Dom Sebastião me encarou, mas quem respondeu foi Sophia.
- Agora, Sebastião está entre as espécies sobrenaturais pertencentes a este mundo... Amaldiçoado pelo sol e presenteado com a imortalidade e uma força sobre-humana. Sua pele é fria como a morte... Acho que você já deve ter percebido que Dom Sebastião é um vampiro.
Eu assenti, mesmo que relutante. Meu coração acelerou e Dom Sebastião olhou em minha direção. Será que ele conseguia ouvir meus batimentos?
Bom, você deve estar se perguntando o que ele, Dom Sebastião, estava fazendo ali naquele lugar. Naquela época, eu não estava entendendo nada, mas antes de continuar, eu vou explicar. Sophia tinha uma grande sorte de poder ter conhecido alguém tão importante como ele, era o que eu pensava. Hoje, percebo que na verdade, Sebastião era quem deveria ter se sentido honrado por estar na presença de Sophia; afinal ela estava nesse mundo há muito tempo, desde a época da Grécia antiga (eu prometi a ela que não faria as contas para descobrir a sua idade, peço também que não o façam). Sophia nascera com um único objetivo; derrotar Malignus, e para mim, ela foi uma das pessoas mais importantes da história, mesmo que hoje não receba quase nenhum reconhecimento por isso. A família real de Portugal há alguns séculos, tomaram algo importante da bruxa. Foi durante a Batalha de Ourique, em que Dom Afonso Henrique se autoproclamou rei de Portugal, que eles roubaram um simples objeto, aparentemente frágil, mas que na realidade era a chave para a obtenção de um grande poder; um poder que só uma bruxa conseguiria extrair, e que seria usado para derrotar Malignus. Esse pequeno objeto foi guardado durante séculos sob o cuidado da família real. A princípio não sabiam de sua importância, mas presenciaram algo assustador, quando descobriram que aquilo poderia ser usado como uma arma ofensiva contra seus inimigos. Sophia pensava que Malignus estava por trás disso, mas recebera uma visita inesperada de Dom Sebastião, pedindo para que ela o transformasse em um ser imortal.

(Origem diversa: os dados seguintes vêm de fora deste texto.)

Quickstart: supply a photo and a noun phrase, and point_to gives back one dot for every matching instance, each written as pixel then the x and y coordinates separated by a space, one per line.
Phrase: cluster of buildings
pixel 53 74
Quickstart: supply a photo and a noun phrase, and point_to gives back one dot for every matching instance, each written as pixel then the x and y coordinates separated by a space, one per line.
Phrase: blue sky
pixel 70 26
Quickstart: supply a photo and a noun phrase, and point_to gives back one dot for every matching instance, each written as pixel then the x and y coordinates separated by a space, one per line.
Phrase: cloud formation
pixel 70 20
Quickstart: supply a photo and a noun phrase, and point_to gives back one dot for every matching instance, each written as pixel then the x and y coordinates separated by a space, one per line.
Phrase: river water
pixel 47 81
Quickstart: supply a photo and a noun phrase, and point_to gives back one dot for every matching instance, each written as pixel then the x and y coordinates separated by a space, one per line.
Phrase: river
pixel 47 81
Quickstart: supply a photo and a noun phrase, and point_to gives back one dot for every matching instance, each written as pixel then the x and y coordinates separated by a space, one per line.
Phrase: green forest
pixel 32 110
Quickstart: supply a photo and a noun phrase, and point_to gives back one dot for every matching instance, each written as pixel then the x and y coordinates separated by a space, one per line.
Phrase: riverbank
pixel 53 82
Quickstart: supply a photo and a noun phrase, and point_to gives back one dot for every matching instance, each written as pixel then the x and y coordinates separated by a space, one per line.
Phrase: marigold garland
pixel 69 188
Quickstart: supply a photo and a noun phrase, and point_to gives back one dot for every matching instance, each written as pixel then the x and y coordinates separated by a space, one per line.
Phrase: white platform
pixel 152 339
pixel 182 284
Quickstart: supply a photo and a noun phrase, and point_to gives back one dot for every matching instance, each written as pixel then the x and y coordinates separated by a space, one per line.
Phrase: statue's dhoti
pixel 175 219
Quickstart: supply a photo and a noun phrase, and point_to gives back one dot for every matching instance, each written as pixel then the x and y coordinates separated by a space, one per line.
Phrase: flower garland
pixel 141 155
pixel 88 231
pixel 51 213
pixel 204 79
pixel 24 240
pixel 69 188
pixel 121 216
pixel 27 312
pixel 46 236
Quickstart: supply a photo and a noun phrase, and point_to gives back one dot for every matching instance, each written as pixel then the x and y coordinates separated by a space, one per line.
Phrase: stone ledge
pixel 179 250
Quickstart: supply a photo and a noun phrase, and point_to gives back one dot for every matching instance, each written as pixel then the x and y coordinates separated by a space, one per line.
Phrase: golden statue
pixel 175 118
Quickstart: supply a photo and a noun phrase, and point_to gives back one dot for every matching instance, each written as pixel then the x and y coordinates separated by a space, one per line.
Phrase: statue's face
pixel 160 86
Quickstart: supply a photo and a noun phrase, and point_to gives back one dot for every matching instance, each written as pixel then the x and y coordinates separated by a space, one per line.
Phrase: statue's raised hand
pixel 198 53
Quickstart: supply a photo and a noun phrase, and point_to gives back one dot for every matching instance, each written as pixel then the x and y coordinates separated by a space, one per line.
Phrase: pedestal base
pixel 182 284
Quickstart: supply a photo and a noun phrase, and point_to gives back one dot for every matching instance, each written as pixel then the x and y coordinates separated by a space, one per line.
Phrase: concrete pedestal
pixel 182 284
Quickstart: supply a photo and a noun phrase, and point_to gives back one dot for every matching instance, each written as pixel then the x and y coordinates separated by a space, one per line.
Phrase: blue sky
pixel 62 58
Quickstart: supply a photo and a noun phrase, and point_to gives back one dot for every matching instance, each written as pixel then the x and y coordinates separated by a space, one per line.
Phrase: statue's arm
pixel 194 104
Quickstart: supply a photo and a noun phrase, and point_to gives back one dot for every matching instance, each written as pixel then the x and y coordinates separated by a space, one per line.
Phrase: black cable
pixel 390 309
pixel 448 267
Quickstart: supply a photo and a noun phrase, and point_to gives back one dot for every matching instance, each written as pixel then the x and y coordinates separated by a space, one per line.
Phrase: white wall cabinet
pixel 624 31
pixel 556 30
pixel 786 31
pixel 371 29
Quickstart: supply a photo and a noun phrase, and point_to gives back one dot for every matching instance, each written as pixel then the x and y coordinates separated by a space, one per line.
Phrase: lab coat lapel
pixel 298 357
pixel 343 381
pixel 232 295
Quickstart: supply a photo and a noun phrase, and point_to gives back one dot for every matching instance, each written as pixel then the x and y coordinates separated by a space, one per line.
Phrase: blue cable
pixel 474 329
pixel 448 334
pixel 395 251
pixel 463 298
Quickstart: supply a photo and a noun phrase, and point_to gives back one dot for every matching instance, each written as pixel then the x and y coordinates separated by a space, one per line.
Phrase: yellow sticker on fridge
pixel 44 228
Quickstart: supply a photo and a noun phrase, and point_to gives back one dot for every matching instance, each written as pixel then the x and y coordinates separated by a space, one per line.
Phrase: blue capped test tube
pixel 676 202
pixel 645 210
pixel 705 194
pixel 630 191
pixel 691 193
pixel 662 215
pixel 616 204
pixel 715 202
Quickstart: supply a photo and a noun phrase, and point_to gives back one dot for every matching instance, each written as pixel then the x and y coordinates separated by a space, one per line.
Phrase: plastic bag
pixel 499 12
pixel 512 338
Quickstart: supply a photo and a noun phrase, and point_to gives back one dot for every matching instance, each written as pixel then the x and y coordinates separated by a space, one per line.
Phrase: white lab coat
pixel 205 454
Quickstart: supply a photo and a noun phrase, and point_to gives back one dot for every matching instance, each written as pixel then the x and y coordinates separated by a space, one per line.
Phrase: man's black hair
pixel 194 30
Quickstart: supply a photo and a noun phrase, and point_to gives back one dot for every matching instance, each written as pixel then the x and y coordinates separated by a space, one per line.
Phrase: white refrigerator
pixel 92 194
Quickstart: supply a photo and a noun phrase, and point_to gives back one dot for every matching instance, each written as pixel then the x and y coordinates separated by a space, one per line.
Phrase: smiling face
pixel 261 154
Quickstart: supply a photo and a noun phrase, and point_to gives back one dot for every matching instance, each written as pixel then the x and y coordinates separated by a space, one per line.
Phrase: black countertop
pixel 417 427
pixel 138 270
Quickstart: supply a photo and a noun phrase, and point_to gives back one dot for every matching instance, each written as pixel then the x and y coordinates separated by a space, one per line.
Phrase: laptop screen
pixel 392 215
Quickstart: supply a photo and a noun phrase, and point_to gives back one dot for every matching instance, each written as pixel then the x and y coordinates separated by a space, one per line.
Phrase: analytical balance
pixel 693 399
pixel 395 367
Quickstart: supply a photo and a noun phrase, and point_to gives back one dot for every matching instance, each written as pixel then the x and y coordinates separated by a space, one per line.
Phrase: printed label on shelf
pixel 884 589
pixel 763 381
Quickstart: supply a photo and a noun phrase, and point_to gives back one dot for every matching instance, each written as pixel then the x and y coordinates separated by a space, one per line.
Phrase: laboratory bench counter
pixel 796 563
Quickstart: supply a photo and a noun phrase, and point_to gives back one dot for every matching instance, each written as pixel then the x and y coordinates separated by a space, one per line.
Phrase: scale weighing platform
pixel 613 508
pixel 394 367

- Eu?! – Esbravejou Sophia, quando Sebastião a procurou. – Eu não tenho esse poder, apenas a mordida de um vampiro te dará o que você procura...
- Mas você é imortal! – Retrucou Dom Sebastião.
- Como você sabe de mim? – Respondeu Sophia, com raiva. (Foi por conta desse episódio que ela resolvera morar na floresta e a enfeitiçara para que ninguém, com a exceção de mim; o herdeiro, a achasse).
- Eu sou Dom Sebastião, o rei de Portugal, conheço muita gente... Receio dizer que me custou muito trabalho descobrir a localização de uma bruxa de verdade, então peço...
- Não me importa o seu título, nobre rei. - Disse ela com sarcasmo. - Você é apenas um garoto ingênuo e ambicioso que não faz ideia do preço que é a imortalidade. Agora vá embora.
- Eu sei que você não pode me transformar. Eu só peço para que mande alguém fazer isso. – Suplicou. - Eu tenho algo que acho que vai te interessar. – Ele exibia um olhar ganancioso.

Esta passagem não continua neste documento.